The conventions used in the labeling of waves describes the size of the uptrend along along with the length and depth of the wave. Upper case roman numerals identifies large degrees of waves in an uptrend. An uptrend will begin along with the largest and most pronounced degree of wave which is known as the Grand Super cycle and works its way down to waves of smaller degree. For example a primary wave is one notch down from a super cycle.
Elliot waves are referred to as either impulse waves or correction waves. An impulse wave moves in the direction of the general trend while the corrective wave moves in the opposite direction of the impulse wave. When the general trend is up, the impulse wave is the up wave, and the corrective wave is the down wave.
The impulse wave in an upward trend has actually 5-waves that incorporate the trend. These impulse waves are labeled along with capital roman numerals from 1 to 5. The basic corrective wave forms along with three waves, typically labeled using a, b and c. The finish Elliot wave sequence is 5-waves up and 3-waves down. According to Elliot the finish sequence of the waves is separated into 5-waves up which is the impulsive wave, and 3-waves down which is the corrective wave.
Elliot waves are fractal in nature. This means that the structure of the wave sequence that applies to the larger wave structure also applies to mini-phases within the larger wave structure. No matter how large the wave structure is, impulse waves are 5-wave sequences and corrective waves are 3-wave corrections.
There are only a few main rules that govern the Elliot wave principal, and a number of guidelines. While the rules are hard and fast, the guidelines are left up to the trader’s interpretation. The rules only apply to the impulse waves and not the corrective waves.
The first rule is that wave 2 cannot retrace 100 percent of wave 1. The second rule is that wave 3 can never be the shortest of the three impulse waves. And rule 3 is that wave 4 can never overlap wave 1. Wave 2 cannot move below the low of Wave 1. A break below this low would certainly call for a re-count.
Although wave 3 is generally the longest of the 3 impulse waves, there is no rule that states that it cannot be the shortest. Elliot wave says that wave 3 must exceed the high of wave 1, and if this is not the case, you would certainly have actually to start your wave count from the beginning, known as a recount. Impulse waves surge forward and are a reflecting of trend progress. The third, and final rule, is that Wave 4 cannot overlap Wave 1, which means the low of Wave 4 cannot exceed the high of Wave 1. Such a violation would certainly call for a re-count.
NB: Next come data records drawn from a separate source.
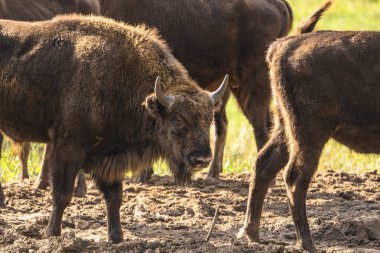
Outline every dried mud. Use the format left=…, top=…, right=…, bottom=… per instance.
left=0, top=172, right=380, bottom=253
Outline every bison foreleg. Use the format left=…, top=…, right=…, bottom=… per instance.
left=133, top=167, right=154, bottom=183
left=96, top=178, right=123, bottom=243
left=74, top=171, right=87, bottom=198
left=207, top=92, right=230, bottom=178
left=33, top=144, right=52, bottom=190
left=0, top=183, right=5, bottom=208
left=284, top=123, right=329, bottom=253
left=20, top=142, right=30, bottom=180
left=0, top=133, right=5, bottom=207
left=238, top=129, right=288, bottom=242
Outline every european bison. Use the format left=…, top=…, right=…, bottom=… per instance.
left=0, top=0, right=100, bottom=196
left=0, top=15, right=228, bottom=243
left=240, top=31, right=380, bottom=252
left=99, top=0, right=293, bottom=181
left=99, top=0, right=330, bottom=181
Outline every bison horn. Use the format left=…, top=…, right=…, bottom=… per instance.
left=154, top=76, right=175, bottom=109
left=211, top=74, right=230, bottom=104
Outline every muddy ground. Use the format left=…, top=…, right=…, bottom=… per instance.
left=0, top=172, right=380, bottom=252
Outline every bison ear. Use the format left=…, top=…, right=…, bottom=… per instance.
left=143, top=95, right=166, bottom=117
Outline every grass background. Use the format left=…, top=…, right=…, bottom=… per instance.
left=0, top=0, right=380, bottom=182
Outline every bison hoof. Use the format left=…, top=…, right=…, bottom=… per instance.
left=207, top=164, right=222, bottom=178
left=45, top=227, right=61, bottom=238
left=33, top=179, right=49, bottom=190
left=133, top=168, right=154, bottom=183
left=108, top=232, right=124, bottom=244
left=74, top=184, right=87, bottom=198
left=269, top=178, right=276, bottom=188
left=299, top=242, right=317, bottom=253
left=236, top=227, right=260, bottom=243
The first guideline is that wave 3 is the longest of the impulse waves within the Elliot wave structure. Wave 5 is generally the same length as wave 1. The second guideline is that wave 2 and wave 4 will alternate in terms of their corrective nature. For example, if wave 2 is a sharp correction, wave 4 will be a flat correction. The third guideline is that following a surge in wave 5, the correction ABC usually ends in the prior wave 4 low point.
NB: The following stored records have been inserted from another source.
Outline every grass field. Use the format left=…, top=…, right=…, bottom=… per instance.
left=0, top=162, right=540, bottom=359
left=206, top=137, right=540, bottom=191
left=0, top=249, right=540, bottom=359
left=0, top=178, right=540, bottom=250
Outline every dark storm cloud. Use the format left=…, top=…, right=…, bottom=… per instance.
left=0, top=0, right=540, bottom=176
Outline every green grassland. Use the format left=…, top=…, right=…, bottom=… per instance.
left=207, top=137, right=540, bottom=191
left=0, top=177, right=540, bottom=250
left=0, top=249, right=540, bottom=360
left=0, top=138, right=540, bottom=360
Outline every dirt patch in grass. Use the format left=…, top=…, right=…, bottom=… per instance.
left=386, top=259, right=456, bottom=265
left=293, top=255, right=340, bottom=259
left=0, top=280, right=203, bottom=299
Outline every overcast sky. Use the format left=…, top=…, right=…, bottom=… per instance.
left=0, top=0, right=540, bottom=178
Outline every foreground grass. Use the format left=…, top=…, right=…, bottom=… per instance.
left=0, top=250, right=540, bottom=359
The guidelines are very useful in targeting the end of specific waves. In a large uptrend you can use percentages to target the end or beginnings of each wave. For example, the percentage decline in wave 1 could be applied to the high or wave 4 or wave 5. Each guideline is helpful. The third guideline is helpful in estimating the end of the wave 2 correction.
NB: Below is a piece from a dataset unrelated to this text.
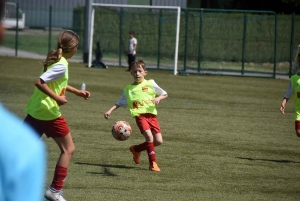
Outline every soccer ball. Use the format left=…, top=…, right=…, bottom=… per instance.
left=111, top=121, right=132, bottom=141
In closing, this article covers the very basics of the Elliot wave principal. Traders may improve their counting by applying the 3-rules and 3-guidelines to their wave counting. If you apply the rules for the first count and guidelines for the second you are likely to evaluate the waves in the proper manner. By eliminating false waves you could be able to target specific areas of a trend and improve levels to initiate a trade or take profit.